On 30 November 2019, it was announced that Usman Shinwari was transferred from Kings to Qalandars.

Retained players
On 1 December 2019, PSL announced the retention players list with all six teams retaining a total of 45 players from previous season.

Draft picks
The draft took place on 6 December 2019 at the National Cricket Academy in Lahore. A total of 425 foreign players from 22 countries were registered for the draft. Quetta Gladiators, the defending champions, got the first pick in the opening round of the 2020 PSL draft, followed by Lahore Qalandars. The order for the other four teams was: Multan Sultans (third), Islamabad United (fourth), Peshawar Zalmi (fifth) and Karachi Kings (last).

Replacements
Following players were replaced in PSL replacement draft.

A day before the tournament, Anwar Ali replaced Umar Akmal in Gladiators squad, who became unavailable after he was suspended by PCB with immediate effect under Article 4.7.1 of its anti-corruption code, disallowing him from taking part in any cricket-related activity under the board's purview, "pending the investigation being carried out by PCB's Anti-Corruption Unit". Akmal faced no sanction, only a reminder of his responsibilities, with a PCB statement saying that he had "offered his regrets" to the PCB for his action, and was in turn reprimanded and "reminded him of his responsibilities as a senior cricketer". A week into the tournament Lahore Qalandars' Haris Rauf suffered a foot injury and was replaced by Salman Irshad for 2-3 matches. Meanwhile, Mohammad Mohsin from Peshawar Zalmi also got injured and was unavailable for at least a week and was replaced by Yasir Shah.

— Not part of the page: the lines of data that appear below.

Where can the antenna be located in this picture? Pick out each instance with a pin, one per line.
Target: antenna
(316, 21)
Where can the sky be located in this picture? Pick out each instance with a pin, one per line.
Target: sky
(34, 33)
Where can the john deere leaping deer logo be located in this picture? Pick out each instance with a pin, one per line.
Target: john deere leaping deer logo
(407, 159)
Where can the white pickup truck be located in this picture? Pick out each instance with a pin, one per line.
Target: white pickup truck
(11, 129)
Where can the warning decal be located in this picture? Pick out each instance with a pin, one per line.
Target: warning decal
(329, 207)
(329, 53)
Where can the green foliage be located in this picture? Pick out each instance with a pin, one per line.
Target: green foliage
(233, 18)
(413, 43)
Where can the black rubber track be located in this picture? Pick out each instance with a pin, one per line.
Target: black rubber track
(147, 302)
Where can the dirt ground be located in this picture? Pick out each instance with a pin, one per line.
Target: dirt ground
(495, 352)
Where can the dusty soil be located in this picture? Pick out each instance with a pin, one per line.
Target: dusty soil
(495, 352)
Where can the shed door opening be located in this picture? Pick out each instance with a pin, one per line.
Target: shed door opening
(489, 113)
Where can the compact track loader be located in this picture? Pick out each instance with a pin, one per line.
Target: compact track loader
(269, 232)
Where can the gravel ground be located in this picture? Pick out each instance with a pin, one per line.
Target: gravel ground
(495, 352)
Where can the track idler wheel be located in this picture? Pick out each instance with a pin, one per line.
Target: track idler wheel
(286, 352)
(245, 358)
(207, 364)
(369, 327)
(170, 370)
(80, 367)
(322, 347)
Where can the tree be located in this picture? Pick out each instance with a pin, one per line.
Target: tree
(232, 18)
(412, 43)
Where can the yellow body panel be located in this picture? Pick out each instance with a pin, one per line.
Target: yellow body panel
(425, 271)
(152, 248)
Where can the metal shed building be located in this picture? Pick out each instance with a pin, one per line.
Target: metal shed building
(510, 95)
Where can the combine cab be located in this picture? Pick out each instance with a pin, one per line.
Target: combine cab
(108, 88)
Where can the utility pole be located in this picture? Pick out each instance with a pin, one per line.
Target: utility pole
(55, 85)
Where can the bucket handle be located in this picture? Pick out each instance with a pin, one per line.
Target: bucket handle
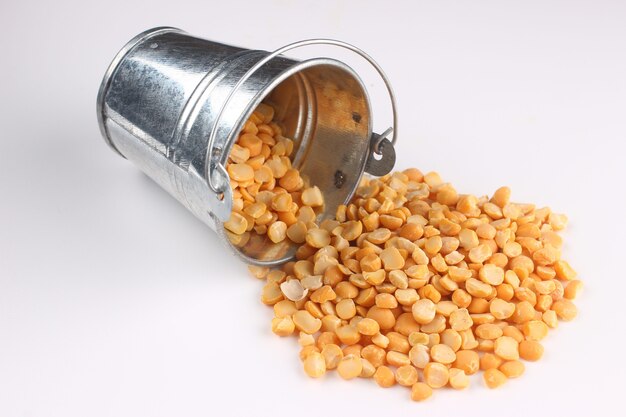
(266, 59)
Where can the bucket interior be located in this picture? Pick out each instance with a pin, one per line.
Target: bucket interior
(324, 107)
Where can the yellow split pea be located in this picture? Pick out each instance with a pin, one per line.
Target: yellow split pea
(270, 197)
(414, 284)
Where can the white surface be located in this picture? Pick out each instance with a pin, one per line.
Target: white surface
(114, 301)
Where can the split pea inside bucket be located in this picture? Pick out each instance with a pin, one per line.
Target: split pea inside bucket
(194, 114)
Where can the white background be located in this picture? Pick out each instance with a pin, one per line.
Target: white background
(115, 301)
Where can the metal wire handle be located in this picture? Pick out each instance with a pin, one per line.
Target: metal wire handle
(259, 64)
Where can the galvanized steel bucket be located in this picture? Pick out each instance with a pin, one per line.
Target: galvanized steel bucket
(173, 104)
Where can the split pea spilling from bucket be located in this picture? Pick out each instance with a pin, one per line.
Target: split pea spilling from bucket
(173, 104)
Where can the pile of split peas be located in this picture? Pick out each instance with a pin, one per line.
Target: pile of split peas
(412, 283)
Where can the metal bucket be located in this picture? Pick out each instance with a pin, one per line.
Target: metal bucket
(174, 104)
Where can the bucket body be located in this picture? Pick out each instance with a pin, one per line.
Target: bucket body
(173, 105)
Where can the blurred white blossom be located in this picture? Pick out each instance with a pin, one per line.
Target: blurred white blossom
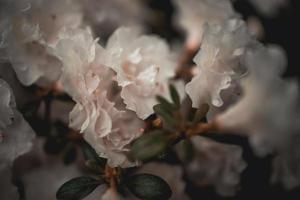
(216, 164)
(7, 190)
(143, 64)
(220, 63)
(270, 114)
(27, 37)
(269, 7)
(105, 16)
(15, 133)
(193, 14)
(268, 103)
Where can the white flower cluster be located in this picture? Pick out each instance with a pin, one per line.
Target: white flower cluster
(269, 7)
(192, 15)
(114, 86)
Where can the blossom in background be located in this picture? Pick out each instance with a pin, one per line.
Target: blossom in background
(143, 66)
(173, 175)
(220, 63)
(268, 113)
(28, 34)
(264, 94)
(15, 133)
(107, 129)
(216, 164)
(193, 14)
(106, 16)
(7, 190)
(269, 7)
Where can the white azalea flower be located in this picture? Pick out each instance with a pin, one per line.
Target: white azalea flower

Kieron Pollard who was expected to join the Peshawar Zalmi squad after the conclusion of West Indies tour of Sri Lanka, suffered a niggle in his right thigh and was replaced by Carlos Brathwaite for the whole season, who was earlier named as his temporary replacement. On 8 March in the match against Lahore Qalandars, Aamer Yamin suffered a hamstring injury while bowling and was replaced by Waqas Maqsood in the Kings squad for the remaining season.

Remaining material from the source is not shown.